Cardiac myofibril networks induce shear stress

  • L. A. Murray1,
  • A. P. Quinn1,
  • C. Pinali2,
  • D. J. Collins1,3 &
  • …
  • V. Rajagopal1,3,4,5 

npj Systems Biology and Applications , Article number:  (2026) Cite this article

We are providing an unedited version of this manuscript to give early access to its findings. Before final publication, the manuscript will undergo further editing. Please note there may be errors present which affect the content, and all legal disclaimers apply.

Subjects

  • Biophysics
  • Cardiology
  • Computational biology and bioinformatics
  • Engineering
  • Physiology

Abstract

Myofibril arrangement is critical to cardiac muscle function in health and disease. Historically, analysis of the impact of myofibril organisation on force and cell contraction has relied on the assumption of uniaxial arrays.

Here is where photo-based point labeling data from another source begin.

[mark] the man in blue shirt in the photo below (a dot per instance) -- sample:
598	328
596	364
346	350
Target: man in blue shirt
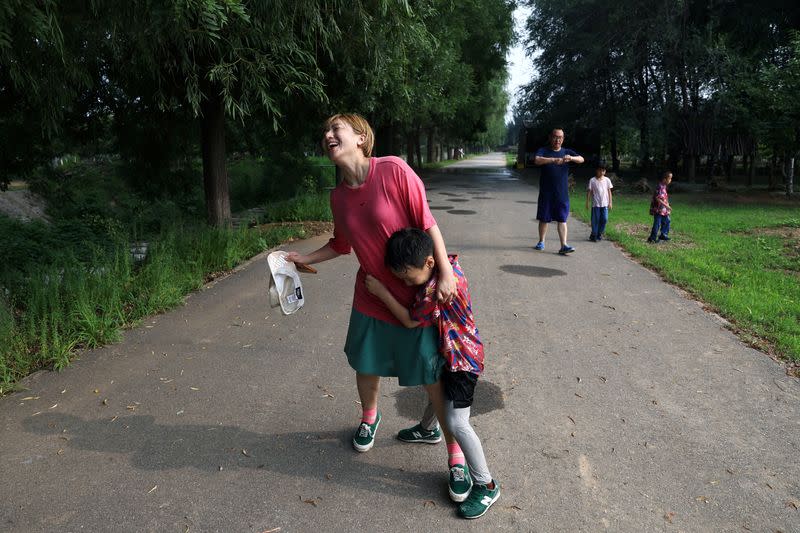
554	188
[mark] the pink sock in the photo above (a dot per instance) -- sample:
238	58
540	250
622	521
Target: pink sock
454	455
369	415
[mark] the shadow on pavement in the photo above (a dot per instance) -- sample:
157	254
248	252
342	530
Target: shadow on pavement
324	455
532	271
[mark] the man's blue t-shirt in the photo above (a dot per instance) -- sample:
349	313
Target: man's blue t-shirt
554	178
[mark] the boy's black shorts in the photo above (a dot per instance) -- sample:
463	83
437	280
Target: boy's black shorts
459	387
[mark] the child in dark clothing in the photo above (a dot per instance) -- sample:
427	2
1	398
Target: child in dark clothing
409	255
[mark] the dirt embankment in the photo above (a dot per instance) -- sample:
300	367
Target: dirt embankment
22	205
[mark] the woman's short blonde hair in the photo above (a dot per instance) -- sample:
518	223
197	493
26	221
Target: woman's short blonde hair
359	125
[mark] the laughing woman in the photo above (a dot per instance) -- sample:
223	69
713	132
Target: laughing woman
377	196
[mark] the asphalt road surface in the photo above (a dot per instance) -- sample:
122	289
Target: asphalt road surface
610	401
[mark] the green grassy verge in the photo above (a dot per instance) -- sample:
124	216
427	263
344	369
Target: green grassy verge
72	303
740	258
75	284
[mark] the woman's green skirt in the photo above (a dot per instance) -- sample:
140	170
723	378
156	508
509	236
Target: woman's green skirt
378	348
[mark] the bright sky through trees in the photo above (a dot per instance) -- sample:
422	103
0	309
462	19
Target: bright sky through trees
520	67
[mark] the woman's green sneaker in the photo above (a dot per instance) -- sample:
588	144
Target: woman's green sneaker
420	434
479	501
460	483
364	437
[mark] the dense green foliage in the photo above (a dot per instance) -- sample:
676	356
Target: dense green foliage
740	257
664	83
161	82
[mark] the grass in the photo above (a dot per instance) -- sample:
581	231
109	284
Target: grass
738	255
74	284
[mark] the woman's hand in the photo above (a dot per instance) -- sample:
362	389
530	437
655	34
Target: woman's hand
374	286
446	287
294	257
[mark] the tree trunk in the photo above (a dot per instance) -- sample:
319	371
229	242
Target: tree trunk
730	166
688	167
215	174
418	145
614	148
410	149
711	165
789	176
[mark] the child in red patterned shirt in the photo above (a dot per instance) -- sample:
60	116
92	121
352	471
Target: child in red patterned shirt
409	255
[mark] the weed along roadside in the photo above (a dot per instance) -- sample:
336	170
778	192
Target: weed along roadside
77	281
739	255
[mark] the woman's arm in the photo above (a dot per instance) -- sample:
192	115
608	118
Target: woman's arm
322	254
400	313
446	288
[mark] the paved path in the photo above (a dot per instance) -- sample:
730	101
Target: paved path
610	402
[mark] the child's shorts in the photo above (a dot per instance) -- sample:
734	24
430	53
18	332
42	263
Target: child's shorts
459	387
378	348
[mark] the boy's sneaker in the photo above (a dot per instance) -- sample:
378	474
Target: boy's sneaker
364	437
566	249
420	434
460	483
479	501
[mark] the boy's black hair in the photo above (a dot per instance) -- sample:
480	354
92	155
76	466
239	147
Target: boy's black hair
408	247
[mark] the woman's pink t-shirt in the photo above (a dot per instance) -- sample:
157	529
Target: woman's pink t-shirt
364	217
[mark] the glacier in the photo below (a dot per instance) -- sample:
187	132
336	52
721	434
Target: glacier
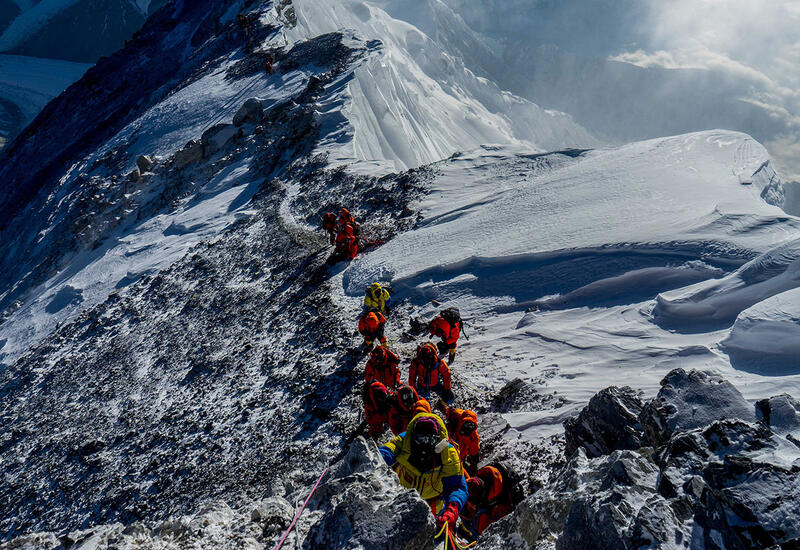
178	364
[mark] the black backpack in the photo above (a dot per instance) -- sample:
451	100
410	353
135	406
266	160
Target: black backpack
512	482
452	316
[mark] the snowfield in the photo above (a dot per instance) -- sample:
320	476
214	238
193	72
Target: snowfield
178	363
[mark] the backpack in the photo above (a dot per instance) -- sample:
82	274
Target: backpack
512	482
451	315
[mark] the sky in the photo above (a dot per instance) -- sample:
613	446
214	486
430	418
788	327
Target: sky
753	46
757	41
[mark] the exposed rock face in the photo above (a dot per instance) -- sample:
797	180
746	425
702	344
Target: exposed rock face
781	413
610	422
704	474
217	137
366	508
692	400
251	111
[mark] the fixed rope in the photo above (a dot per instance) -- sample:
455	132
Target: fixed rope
286	534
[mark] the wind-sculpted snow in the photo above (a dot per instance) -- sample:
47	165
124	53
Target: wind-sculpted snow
663	194
715	304
765	338
416	104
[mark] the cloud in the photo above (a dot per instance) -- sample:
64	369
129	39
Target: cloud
755	41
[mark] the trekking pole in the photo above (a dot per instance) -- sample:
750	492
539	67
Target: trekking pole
286	534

However, improvements in imaging indicate that myofibrils form complex networks, though how these networks modulate force has yet to be explored. Here, morphological analysis of sheep left-ventricular cardiomyocytes is utilised to inform a non-linear finite element model of cell contraction. Analysis of deep learning segmentations of z-discs demonstrate that myofibrils are oriented about the contraction axis (mean \(=0.03^{\circ}\)) but deviate locally by up to \(30^{\circ}\) (standard deviation \(=6.56^{\circ}\)). Simulations produce unique deformations for geometries informed by myofibril orientations, displaying internal rotation and off-axis deformations. Moreover, anisotropy generates shear stresses distinct from the uniaxial case, demonstrating spatial relationships that balance shear across the cell and a correlation between shear stress and z-disc orientation. These findings highlight the impact of myofibril networks on forces during cell contraction.

Data availability

Raw microscopy data used in this study are from a prior publication and are available upon request. Segmentation outputs and codes for simulation and analysis are available on our publicly accessible GitHub repository at https://github.com/CellSMB/CardiacMyofibrilsInduceShearStress.git.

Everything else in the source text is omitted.